Теперь — февраль 1942-го. Седьмой месяц службы на плавбатарее. Седьмой месяц без земной тверди. Впрочем, твердь была. Земная и железная одновременно.
«НИ КАМЕНЬ, НИ КРЕСТ…»
Середа, несмотря на бессонную ночь, был внешне бодр и даже весел. Потирая красные, замерзшие руки, сказал:
— Живем, Сергей Яковлевич! Живем! Сегодня-завтра обещают нам кинокартину «Разгром немцев под Москвой»! До чего здорово! Бойцы своими глазами увидят битых немцев, провал зимнего наступления. Одно дело — когда мы говорим, агитируем словом, и совсем другое — когда агитация наша подкрепляется таким замечательным документом, как кинохроника!
Мошенский, одетый по-зимнему, стоял в дверях каюты. Новость, сообщенная Середой, обрадовала и его.
— Действительно, живем, Нестор Степанович! Еще как живем!
Мошенский чувствовал необыкновенный подъем, прилив сил. Хотелось свернуть горы. Вчера он получил от Веры сразу три письма. Теперь он спокоен. Вера в безопасности, здорова. И дочка здорова. Жена назвала ее Азой. Имя поначалу Сергею показалось странным, но прочел второе письмо (как знать, какое читать первым, если их три), и все стало понятно. Вера родила девочку в вагоне-теплушке. Роды принимала женщина-цыганка по имени Аза. Если б не она, страшно подумать, что было бы… В ее честь и нарекла Вера дочь Азой.
Сергей все еще никак не мог представить себя отцом. У него дочь! Маленький, тепленький, родной человечек. Дочь! На душе было светло. Остаток ночи, который предстояло ему коротать в боевой рубке, и сам день, обычно проходивший в постоянном напряжении и круговерти дел, сейчас не порождали томительного чувства неясности и тревоги. Все казалось простым и понятным. Спросил укладывавшегося спать Середу:
— Последние известия слушали? Как под Москвой?
Середа, поджав пальцы босых ног, сидел на койке: от палубы-пола тянуло холодом…
— Под Москвой все твердо. О новых освобожденных населенных пунктах пока не сообщалось, но враг отброшен на сто пятьдесят километров.

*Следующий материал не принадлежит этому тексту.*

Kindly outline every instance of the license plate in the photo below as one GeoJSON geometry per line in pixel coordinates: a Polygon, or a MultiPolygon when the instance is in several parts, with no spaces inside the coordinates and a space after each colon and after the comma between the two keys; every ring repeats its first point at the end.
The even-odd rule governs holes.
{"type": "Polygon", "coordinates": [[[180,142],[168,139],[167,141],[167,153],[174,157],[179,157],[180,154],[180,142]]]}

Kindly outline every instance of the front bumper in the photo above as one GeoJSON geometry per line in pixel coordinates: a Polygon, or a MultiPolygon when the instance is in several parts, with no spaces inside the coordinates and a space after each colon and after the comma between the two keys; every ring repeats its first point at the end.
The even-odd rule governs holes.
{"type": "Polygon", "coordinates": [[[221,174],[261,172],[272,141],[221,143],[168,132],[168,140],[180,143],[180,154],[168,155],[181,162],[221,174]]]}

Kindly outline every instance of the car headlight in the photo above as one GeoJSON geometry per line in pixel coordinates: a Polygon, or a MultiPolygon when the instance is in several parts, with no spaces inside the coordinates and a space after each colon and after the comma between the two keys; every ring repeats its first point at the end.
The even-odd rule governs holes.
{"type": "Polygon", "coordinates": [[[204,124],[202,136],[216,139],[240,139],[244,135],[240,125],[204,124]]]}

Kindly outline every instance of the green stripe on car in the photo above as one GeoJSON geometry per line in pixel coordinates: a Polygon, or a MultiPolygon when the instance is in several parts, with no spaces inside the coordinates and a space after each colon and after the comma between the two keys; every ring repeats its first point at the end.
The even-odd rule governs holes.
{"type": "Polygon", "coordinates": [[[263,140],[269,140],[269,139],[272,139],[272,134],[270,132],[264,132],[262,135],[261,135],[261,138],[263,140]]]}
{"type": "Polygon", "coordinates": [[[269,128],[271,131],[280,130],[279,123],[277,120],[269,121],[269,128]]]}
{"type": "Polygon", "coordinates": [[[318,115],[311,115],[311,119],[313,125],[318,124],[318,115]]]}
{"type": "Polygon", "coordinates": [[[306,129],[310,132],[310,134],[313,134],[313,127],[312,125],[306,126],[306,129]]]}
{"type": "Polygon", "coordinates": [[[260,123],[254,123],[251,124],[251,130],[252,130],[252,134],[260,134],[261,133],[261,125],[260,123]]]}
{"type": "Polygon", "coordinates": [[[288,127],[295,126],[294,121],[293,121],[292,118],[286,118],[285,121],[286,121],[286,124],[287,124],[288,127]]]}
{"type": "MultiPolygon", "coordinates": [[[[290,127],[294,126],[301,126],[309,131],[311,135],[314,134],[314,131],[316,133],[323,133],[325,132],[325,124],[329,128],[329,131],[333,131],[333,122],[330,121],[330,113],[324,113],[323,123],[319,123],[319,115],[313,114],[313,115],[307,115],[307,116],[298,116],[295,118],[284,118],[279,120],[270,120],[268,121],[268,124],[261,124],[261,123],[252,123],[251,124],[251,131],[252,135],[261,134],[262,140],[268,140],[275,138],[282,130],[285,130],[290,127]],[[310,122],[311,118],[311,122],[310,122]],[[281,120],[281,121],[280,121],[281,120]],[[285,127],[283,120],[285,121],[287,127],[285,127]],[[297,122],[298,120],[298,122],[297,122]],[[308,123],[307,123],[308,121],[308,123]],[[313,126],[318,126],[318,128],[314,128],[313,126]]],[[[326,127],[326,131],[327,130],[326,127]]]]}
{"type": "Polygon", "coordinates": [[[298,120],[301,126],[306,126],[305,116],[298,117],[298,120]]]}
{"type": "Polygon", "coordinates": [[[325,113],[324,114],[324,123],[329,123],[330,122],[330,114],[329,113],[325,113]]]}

— Спасибо, Нестор Степанович.
Мошенский вышел в кают-компанию. Печь жарко горела, возле нее сидел в расстегнутом кителе Даньшин.
— Как вахта прошла, Николай Михайлович?
Даньшин встал. Мошенскому обычно не свойственно называть подчиненных по имени-отчеству, а если называл, значит, находился в хорошем настроении.
Лейтенант почувствовал это.
— Нормально, товарищ командир. Спокойно.
— Сидите, сидите, — сказал Мошенский и только сейчас заметил в руке Даньшина дымящуюся трубку, почувствовал запах табачного дыма. Видя, что командир не уходит, Даньшин садиться не стал. — Из дому письма получаете?
— Да. От матери, от брата старшего, Ивана, получил. Он командир артиллерийской батареи. Воюет.
Николай умолчал о личном. Только что, у огня, читал он (уже в который раз!) письмо со штемпелем отправления «Севастополь» и рассматривал фотокарточку черненькой симпатичной девушки с чуть раскосыми пронзительными глазами. Звали девушку Оля. Познакомился с нею Николай, еще будучи курсантом. Только раньше встречались часто, а война вон как закрутила, на час не выберешься. А Оля рядом, в Севастополе. Дважды, раз с почтальоном, другой — с баталером Пузько, посылал ей флотский гостинец — сэкономленную воблу, несколько плиток шоколада — да короткие, в десять строк, записки: жив, здоров, пиши, не забывай.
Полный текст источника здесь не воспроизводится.